Abstracts

Electrophysiological Signatures of SEEG After Radiofrequency Ablation: Clinical Interpretation

Abstract number : 3.467
Submission category : 9. Surgery / 9A. Adult
Year : 2025
Submission ID : 1458
Source : www.aesnet.org
Presentation date : 12/8/2025 12:00:00 AM
Published date :

Authors :
Presenting Author: M. Claudia Burbano, MD – Western University

Ivan Castro, MD – Western University
Hellen Kreinter, MD – University of Ottawa
Giovanni Pellegrino, MD, PhD – Western University
Jorge Burneo, MD, MSPH, FAAN, FAES, FRCPC – Western University
Michelle-Lee Jones, MD, MDCM, FRCPC, CSCN – Western University
Keith W MacDougall, MD – Western University
Jonathan C Lau, MD, PhD – Western University
David A Steven, MD, MPH, FRCSC, FACS – Western University
David Diosy, MD – Western University
Ana Suller-Marti, PhD – Western University

Rationale:

Stereoelectroencephalography-guided radiofrequency thermocoagulation (SEEG-guided RFTC) has emerged as a safe and effective diagnostic and therapeutic approach for focal drug-resistant epilepsy (DRE), with its use steadily increasing in recent years. However, limited information is available on the electrophysiological changes observed on stereoelectroencephalography (SEEG) recordings after ablation and its role in predicting outcomes. The aim of this study is to describe the acute electrophysiological findings on SEEG recordings following SEEG- guided RFTC in patients with focal DRE.   

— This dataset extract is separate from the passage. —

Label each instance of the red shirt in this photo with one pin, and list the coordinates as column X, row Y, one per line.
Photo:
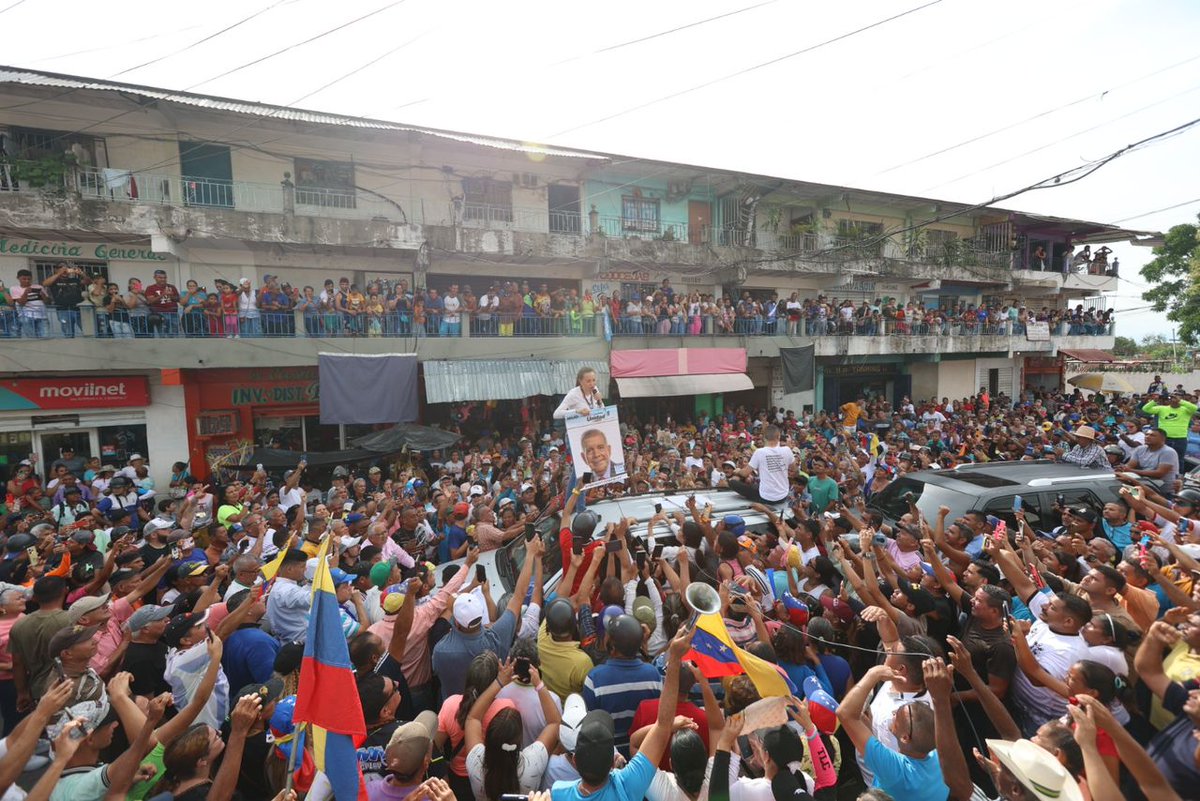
column 565, row 540
column 648, row 712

Methods: This retrospective, observational, single-center study included patients who underwent SEEG-guided radiofrequency thermocoagulation (SEEG-RFTC) and continued to be SEEG monitored post-intervention. Demographic characteristics, number of electrodes and contacts ablated, hours of recording post SEEG-guided RFTC, electrophysiological findings (interictal activity and seizures) and responder rate (defined by more than 50% reduction of seizure frequency in a lapse of at least 3 months) were analyzed.   

Results:

Thirty-two patients were included, 46.9% (n=15) were female. The median age at RFTC-SEEG was 34.5 years (IQR 24–44.5). A median of 14 electrodes (IQR 13–16) were implanted per patient, with a median of 11 contacts ablated (IQR 5–17.5). In 46.9% (n=15), the seizure onset zone was completely ablated. The most frequently ablated region was the insula (50%, n=16) followed by the frontal lobe (34.4%, n=11). Post-RFTC SEEG recordings lasted a mean of 79 hours (IQR 23–120, range 18-360). Thirteen patients (40.6%) showed interictal spikes in ablated contacts. Nine patients (28%) experienced seizures post-RFTC, of which seven were electroclinical. The median latency of seizures post-RFTC was 17 hours (IQR 10–30). Six of these patients underwent a second SEEG-guided RFTC, with five achieving responder status. From the total cohort of patients who underwent SEEG-guided RFTC, twenty patients (62.5%) were considered responders after SEEG-guided RFTC. Out of these, nine (47.4%) were seizure-free at 3 months, and five (26.3%) remained seizure-free at 6 months following SEEG-guided RFTC  



Conclusions: Our findings suggest that post-RFTC SEEG recordings provide clinically meaningful information, including the presence of seizure recurrence, which may guide the decision to perform additional ablations during the same monitoring period. Further studies with larger cohorts are necessary to validate these observations and better define the clinical utility of post-RFTC SEEG monitoring.   

Funding: No funding was received towards this work.